Milrinone dosing in heart failure lacks clear guidelines, with clinical practice often limited by concerns over arrhythmias, hypotension, and renal clearance.
This review highlights the lack of clear guidelines for milrinone dosing in end-stage heart failure and examines the balance between its hemodynamic benefits and adverse events.
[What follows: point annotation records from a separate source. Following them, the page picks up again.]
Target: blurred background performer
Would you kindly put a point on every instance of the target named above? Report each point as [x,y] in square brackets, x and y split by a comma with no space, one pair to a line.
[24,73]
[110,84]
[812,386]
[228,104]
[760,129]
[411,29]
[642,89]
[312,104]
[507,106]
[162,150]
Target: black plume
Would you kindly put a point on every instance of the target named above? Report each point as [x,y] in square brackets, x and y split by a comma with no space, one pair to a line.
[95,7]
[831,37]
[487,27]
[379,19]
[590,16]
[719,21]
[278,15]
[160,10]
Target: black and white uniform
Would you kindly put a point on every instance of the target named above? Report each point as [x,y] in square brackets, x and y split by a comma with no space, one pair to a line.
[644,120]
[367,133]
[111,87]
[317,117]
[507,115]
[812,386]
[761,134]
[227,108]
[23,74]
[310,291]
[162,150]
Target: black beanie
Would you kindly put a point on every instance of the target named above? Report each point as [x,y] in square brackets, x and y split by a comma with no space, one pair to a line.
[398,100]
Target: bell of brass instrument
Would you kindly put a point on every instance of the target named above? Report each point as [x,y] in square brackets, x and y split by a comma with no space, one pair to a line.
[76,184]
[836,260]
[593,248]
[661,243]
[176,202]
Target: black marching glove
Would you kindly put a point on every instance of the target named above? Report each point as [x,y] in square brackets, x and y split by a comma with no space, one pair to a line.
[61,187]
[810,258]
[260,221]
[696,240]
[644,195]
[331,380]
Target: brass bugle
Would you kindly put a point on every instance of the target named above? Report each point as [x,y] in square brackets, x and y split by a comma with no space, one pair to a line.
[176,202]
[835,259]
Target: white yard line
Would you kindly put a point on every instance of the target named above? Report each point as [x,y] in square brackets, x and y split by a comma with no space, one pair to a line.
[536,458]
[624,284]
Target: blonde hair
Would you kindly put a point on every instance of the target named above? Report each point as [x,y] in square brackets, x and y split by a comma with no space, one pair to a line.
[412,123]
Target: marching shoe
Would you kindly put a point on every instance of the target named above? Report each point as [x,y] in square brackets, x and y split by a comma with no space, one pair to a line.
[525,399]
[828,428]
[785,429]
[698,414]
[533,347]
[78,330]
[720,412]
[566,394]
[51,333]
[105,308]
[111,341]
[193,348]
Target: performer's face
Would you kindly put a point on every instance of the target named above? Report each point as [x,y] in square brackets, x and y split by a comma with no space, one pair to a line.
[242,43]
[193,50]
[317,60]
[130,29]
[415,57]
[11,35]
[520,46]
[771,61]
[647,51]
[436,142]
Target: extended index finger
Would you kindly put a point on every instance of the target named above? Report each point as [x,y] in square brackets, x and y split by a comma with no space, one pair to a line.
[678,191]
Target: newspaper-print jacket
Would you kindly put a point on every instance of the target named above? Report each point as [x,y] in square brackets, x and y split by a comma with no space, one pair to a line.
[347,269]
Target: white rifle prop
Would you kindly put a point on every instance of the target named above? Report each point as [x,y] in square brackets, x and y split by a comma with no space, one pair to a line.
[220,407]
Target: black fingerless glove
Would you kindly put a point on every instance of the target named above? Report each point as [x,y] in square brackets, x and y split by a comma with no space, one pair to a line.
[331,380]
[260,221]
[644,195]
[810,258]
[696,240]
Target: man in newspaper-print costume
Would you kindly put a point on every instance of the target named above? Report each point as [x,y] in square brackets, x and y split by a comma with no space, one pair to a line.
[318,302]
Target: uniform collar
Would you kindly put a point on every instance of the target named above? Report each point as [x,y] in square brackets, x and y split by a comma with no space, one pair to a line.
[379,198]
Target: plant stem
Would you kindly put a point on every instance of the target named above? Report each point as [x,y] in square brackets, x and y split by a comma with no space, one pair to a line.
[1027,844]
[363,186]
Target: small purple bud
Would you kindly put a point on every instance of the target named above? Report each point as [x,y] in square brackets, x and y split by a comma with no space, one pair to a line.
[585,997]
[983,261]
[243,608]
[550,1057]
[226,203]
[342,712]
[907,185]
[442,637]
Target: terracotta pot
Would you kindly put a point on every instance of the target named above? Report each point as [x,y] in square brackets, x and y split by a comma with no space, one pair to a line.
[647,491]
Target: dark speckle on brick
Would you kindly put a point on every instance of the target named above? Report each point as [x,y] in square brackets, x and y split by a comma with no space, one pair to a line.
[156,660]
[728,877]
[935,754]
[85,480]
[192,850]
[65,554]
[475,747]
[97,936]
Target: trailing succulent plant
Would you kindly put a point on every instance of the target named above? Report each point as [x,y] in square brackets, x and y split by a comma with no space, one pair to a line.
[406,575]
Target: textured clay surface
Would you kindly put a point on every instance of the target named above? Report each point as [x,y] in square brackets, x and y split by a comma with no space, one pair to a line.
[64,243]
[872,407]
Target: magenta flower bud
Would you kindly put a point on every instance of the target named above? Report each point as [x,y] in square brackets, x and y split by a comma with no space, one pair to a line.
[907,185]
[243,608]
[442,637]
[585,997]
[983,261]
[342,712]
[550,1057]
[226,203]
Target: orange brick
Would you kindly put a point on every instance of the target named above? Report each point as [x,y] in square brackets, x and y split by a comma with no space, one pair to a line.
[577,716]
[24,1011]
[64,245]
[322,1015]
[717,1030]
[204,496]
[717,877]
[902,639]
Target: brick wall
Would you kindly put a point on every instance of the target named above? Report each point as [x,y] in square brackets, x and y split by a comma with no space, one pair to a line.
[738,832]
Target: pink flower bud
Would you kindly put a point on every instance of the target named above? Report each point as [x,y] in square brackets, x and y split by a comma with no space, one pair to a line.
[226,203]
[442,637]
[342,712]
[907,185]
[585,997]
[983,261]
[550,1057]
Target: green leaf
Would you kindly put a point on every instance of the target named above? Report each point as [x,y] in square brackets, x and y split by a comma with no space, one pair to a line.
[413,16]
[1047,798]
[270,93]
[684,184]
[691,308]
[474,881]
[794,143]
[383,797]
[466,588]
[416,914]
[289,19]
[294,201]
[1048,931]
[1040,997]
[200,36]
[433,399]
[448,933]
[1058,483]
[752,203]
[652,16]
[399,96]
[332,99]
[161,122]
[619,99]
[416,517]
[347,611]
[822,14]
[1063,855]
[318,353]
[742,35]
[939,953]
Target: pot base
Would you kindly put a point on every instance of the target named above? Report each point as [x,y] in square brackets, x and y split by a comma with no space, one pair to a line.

Milrinone is an invaluable agent in the treatment of end-stage heart failure patients who are refractory to optimal medical therapy. In addition to its use in acute decompensated heart failure, milrinone can also be employed as a home infusion therapy or a bridge to cardiac transplant. Concerns about its adverse effects, such as an increased risk of arrhythmias and hypotension, often limit the doses of milrinone used in clinical practice. In addition, milrinone is infrequently used or avoided entirely in patients with acute renal failure or end-stage renal disease because the drug is primarily cleared by renal excretion. Despite these concerns, studies that comprehensively reconcile the dose-response relationship and adverse events are scarce, and no clear provisions exist to guide milrinone dosing. After a brief discussion of the pharmacokinetics of milrinone, this article examines milrinone dosing, observed hemodynamic benefits, and documented adverse events across different studies.
Chong et al. (Wed,) conducted a review in End-stage heart failure and acute decompensated heart failure. Milrinone was evaluated. Milrinone dosing in heart failure lacks clear guidelines, with clinical practice often limited by concerns over arrhythmias, hypotension, and renal clearance.